Search JTA's historical archive dating back to 1923

Mengele Unrepetent About Atrocities He Committed, According to Documents

June 21, 1985
See Original Daily Bulletin From This Date
Advertisement

If Josef Mengele is in fact dead, the notorious Auschwitz death camp doctor died unrepentent, according to documents published in the Munich-based weekly Bunte Illustrierte today.

The documents, including diaries, were made available “on loan” to the West German authorities by Mengele’s son, Rolf Mengele, a lawyer in Frieburg. A spokesman for the State Prosecutor in Frankfurt said that a thorough study of the thousands of pages indicated they are authentic.

According to historians who studied the documents, Mengele never regretted the atrocities he committed at Auschwitz and believed throughout his life that Nazi racial theories justified his activities.
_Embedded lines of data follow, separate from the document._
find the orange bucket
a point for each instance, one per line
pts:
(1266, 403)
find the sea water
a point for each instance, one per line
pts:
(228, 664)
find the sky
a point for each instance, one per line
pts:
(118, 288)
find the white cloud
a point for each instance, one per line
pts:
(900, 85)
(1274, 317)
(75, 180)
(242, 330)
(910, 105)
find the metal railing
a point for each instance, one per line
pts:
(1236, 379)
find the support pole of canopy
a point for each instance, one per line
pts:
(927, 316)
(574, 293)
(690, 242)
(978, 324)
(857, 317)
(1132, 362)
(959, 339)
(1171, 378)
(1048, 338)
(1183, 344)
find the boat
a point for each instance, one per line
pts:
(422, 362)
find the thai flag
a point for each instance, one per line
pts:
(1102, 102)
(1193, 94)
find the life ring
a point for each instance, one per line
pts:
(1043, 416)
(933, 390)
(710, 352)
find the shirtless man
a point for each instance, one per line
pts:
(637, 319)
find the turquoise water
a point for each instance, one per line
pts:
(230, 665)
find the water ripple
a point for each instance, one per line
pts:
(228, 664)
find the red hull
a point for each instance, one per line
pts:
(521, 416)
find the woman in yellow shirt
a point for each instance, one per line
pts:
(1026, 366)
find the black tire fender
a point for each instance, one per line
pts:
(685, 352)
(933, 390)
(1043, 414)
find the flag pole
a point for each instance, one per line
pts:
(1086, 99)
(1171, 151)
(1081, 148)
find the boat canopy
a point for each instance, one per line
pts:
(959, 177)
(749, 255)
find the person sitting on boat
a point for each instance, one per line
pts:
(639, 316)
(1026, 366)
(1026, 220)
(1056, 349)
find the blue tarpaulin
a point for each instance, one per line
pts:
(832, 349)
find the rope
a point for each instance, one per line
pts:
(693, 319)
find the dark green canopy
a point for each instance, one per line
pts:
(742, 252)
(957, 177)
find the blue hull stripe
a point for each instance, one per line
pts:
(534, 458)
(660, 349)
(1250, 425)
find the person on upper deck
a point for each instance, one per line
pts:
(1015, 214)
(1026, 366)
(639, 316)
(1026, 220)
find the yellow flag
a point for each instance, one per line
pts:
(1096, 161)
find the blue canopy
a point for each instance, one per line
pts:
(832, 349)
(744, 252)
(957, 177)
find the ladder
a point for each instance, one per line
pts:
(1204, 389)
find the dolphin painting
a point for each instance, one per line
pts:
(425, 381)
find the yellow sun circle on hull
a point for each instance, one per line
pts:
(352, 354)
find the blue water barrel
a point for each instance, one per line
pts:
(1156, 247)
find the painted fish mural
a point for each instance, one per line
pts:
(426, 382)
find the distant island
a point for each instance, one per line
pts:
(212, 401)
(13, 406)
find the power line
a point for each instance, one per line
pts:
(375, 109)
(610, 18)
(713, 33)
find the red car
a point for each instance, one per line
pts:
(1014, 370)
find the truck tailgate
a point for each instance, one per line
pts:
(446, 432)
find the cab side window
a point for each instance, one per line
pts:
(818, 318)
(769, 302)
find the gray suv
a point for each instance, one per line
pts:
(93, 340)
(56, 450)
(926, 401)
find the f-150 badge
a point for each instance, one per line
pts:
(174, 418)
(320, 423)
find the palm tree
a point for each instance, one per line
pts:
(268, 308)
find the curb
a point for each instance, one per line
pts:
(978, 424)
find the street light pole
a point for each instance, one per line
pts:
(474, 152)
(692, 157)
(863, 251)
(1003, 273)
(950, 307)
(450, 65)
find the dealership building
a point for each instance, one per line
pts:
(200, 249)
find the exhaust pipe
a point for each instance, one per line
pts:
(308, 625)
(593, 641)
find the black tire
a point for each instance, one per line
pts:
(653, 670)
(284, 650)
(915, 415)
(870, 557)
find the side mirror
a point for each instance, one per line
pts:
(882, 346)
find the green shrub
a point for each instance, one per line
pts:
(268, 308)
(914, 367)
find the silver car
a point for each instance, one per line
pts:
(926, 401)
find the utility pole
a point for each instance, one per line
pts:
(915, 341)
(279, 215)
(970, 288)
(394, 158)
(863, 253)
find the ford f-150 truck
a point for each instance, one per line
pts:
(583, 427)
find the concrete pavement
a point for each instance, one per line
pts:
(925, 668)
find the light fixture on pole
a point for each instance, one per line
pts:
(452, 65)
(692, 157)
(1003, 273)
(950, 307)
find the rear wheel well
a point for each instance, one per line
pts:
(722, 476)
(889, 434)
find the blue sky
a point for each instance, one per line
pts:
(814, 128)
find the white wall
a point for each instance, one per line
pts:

They included the selection of inmates for the gas chambers and fatal or crippling medical experiments on thousands of others. Mengele is held responsible for the deaths of at least 400,000 Auschwitz prisoners, most of them Jews, which earned him the sobriquet “Angel of Death.”

The Mengele papers were also published by a rival weekly, the Hamburg-based Stern which obtained them from the same source as Bunte, according to the authorities.

COUPLE HAD MENGELE DOCUMENTS

Stern purchased the documents from Wolfram and Liselotte Bossert, an elderly couple of Austrian origin who said they sheltered the fugitive Mengele at their home near Sao Paulo, Brazil. It was the Bossert’s claim that Mengele died in 1979 in a swimming mishap that caused Brazilian authorities to exhume the remains of a man buried near Sao Paulo under the name Wolfgang Gerhard, presumed to be Mengele.

The remains are still under examination by forensic experts from West Germany, the U.S. and Israel as well as Brazilian. But so far,conclusive evidence that they belong to Mengele has not emerged.

Rolf Mengele insists, however that they do. He said he was notified in 1979 of his father’s death. The Mengele family, which operates an agricultural machinery factory in Guenzburg, Bavaria, admitted that it sent money periodically to Mengele during the more than 30 years he lived in South America after evading justice at the end of World War II.

POLICE INACTION CRITICIZED

It has been reported that the money was delivered either by a courier employed by the Mengele family or by family members themselves. This led the mass circulation daily Bild to remark editorially today that the police of all the countries looking for Mengele must have been asleep. By watching the Mengele family they could have found the fugitive, Bild said.

“The work (of the police) was done sloppily and unprofessionally. Not only in Germany but in all other countries. Forget it ? No. Explanations of the responsible authorities are overdue,” Bild declared.

But many observers here say the failure to track Mengele down by keeping an eye on his family was not the result of police negligence so much as a lack of political will to investigate the matter properly.